The helpful receptionist at the opticians looked things up for me and said I should qualify for a grant from one of the big cancer charities. I rang the charity and gave over my financial info. They rang me back just before I set off for treatment today and told me I didn’t qualify with them for a grant because of my pension. 

So many people don’t see the hidden cost of cancer. I have to wear more clothes than anyone else to keep warm. When my weight went up with steroids I needed to buy more clothes. Now I have the opposite problem. I need the heating on warmer and for longer because of my inability to keep warm. I spend a fortune on fuel for the car as public transport means lots of germs and I’m immunocompromised. I’ve recently had to buy new stacking units for all my medication as I’ve grown out of the drawer I was using. I have to buy soft top socks to stop them digging in due to fluid retention. These of course are much more expensive than ordinary socks. The list is endless really. I’m not accustomed to having to give my financial info over and having to ask for help. Then to find out that the small amount I have coming in takes me over the threshold makes me realise how other people must really need it. 

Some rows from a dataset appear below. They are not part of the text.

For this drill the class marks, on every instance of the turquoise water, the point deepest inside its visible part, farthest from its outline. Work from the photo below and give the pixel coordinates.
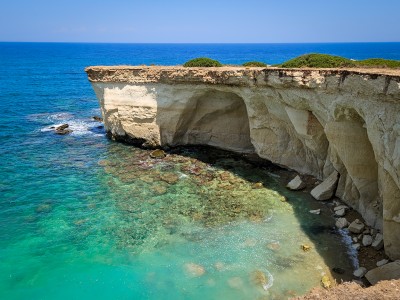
(84, 217)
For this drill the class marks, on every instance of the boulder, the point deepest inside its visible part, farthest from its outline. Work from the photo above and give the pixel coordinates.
(158, 153)
(378, 241)
(356, 226)
(382, 262)
(341, 223)
(360, 272)
(296, 184)
(97, 118)
(367, 240)
(386, 272)
(340, 212)
(327, 188)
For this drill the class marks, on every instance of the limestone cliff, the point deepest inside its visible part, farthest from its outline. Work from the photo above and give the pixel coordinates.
(314, 121)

The cancer charity did sign post me to another site that has lists of grant givers and their priorities. She felt I would find someone willing to help. The problem is though, all that takes time and energy. Just now I don’t have that much energy and I have a flu bug to see off. 


Fingers crossed I get rid of this bug soon and can get back to making mischief. Send me some prayers, if you’re the praying type, or positive vibes and know that while you are thinking of me, I am thinking of you.